Procedure when prospective witness is ill
294. —(1) Where it appears to a Magistrate that a person able to give material evidence for the prosecution or defence concerning any offence is so dangerously ill that it is not practicable to take his evidence according to the usual course of law, any Magistrate may take the deposition of that person provided that reasonable notice has been given to the prosecutor and the accused of his intention to take it and of when and where he intends to take it.
(2) If the accused is in custody, a Judge or a Magistrate may order the officer in charge of the prison to, and the officer must, take the accused to the place and at the time notified.
(3) Where it is proved at the trial of the accused that the deponent is dead, or that he cannot attend for any sufficient reason, the deposition may be read even though the accused was absent when it was taken if the court trying the case is satisfied that —
(a) the deponent was at the time of his examination so dangerously ill as mentioned in subsection (1);
(b) the deposition was duly taken at the place and time notified; and
(c) reasonable notice of the intention to take it was given to the person against whom it is tendered in evidence so that he or his advocate might have been present and might have had, if he had chosen to be present, full opportunity of cross-examination.
Taking of evidence before trial
295. —(1) Subject to subsection (2), where an application is made by the Public Prosecutor or the accused to a court for the evidence of a witness to be taken at any time before the date on which a criminal matter is fixed for trial, the court shall take the evidence of the witness appearing before it.
(2) An application under subsection (1) can only be made if it is shown with respect to the witness that it is not reasonably practicable to secure his attendance at the time fixed for the trial.
(3) The proceeding under this section must be conducted in the presence of the accused and co-accused, if any.
(4) The witness called by a party to give evidence in the proceeding under this section may be cross-examined by any other party to the proceeding, after which the witness may be re-examined by the party calling him to give evidence.
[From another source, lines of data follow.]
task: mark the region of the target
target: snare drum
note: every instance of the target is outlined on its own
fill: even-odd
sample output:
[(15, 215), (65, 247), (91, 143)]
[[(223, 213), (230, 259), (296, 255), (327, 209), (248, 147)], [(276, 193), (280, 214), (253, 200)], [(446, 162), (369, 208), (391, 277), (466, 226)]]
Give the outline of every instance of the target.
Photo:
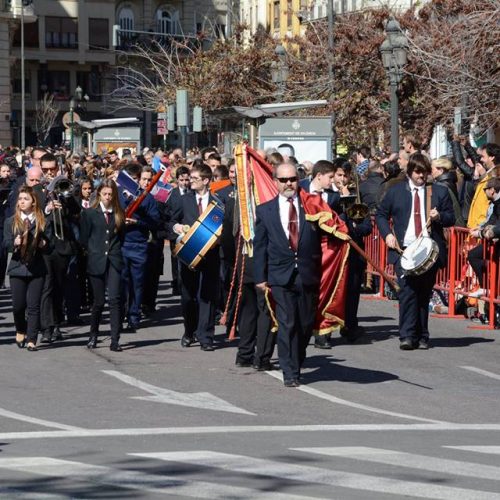
[(438, 257), (438, 244), (429, 236), (421, 236), (405, 248), (401, 268), (406, 276), (419, 276), (427, 272)]
[(215, 201), (210, 202), (207, 209), (176, 244), (174, 256), (190, 269), (196, 269), (207, 252), (219, 241), (223, 220), (224, 209)]

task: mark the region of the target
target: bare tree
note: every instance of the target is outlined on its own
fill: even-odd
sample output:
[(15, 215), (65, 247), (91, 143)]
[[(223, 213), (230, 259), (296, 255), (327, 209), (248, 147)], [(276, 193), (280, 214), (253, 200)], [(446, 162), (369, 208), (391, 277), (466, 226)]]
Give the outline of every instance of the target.
[(44, 94), (43, 98), (36, 103), (35, 130), (39, 144), (45, 144), (50, 130), (54, 126), (59, 110), (54, 106), (54, 96)]

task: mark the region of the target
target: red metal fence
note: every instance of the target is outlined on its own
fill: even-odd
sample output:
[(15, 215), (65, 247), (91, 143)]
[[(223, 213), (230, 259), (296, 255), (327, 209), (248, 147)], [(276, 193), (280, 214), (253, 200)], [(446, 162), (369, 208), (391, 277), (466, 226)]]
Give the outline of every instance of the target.
[[(365, 251), (374, 262), (393, 275), (392, 266), (387, 264), (387, 246), (379, 233), (377, 225), (372, 220), (373, 232), (365, 237)], [(448, 230), (448, 265), (441, 269), (436, 277), (435, 290), (443, 292), (448, 297), (448, 312), (441, 317), (464, 318), (456, 314), (457, 302), (462, 297), (469, 297), (479, 288), (478, 279), (467, 261), (469, 250), (479, 244), (480, 240), (469, 235), (468, 229), (452, 227)], [(481, 241), (484, 248), (486, 269), (483, 277), (485, 294), (479, 297), (488, 307), (488, 322), (480, 327), (493, 330), (495, 328), (495, 307), (500, 307), (500, 272), (498, 243)], [(378, 276), (377, 298), (386, 298), (386, 284), (384, 278), (370, 264), (366, 273), (370, 278)], [(498, 327), (498, 325), (497, 325)]]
(5) Any statement of a witness taken in proceedings under this section may be given in evidence in any trial under this Code (whether or not by the same judge hearing the proceedings) although the person is not called as a witness.
Deposition of medical witness
296. If the court is satisfied that grave inconvenience would otherwise be caused, it may, if it thinks fit, allow the deposition of a medical officer of the Government or other medical witness taken and attested by a Magistrate in the presence of the accused to be given in evidence in any trial under this Code, although the deponent is not called as a witness.
Deposition of certain other witnesses
297. Whenever at a committal hearing the evidence of any witness has been taken for the purpose of proving the custody or disposal of any matter or thing forwarded in the course of the inquiry to any public officer for examination or analysis or report, or of proving the custody or disposal of any instrument, weapon, matter or thing used in or for the commission of any offence, or of proving the accuracy of any plan or survey made or photograph taken by that witness for the purpose of the case, the High Court may, if it thinks fit, allow the deposition of that witness, taken and attested by an examining Magistrate in the presence of the accused to be given in evidence in any trial before the High Court although the deponent is not called as a witness.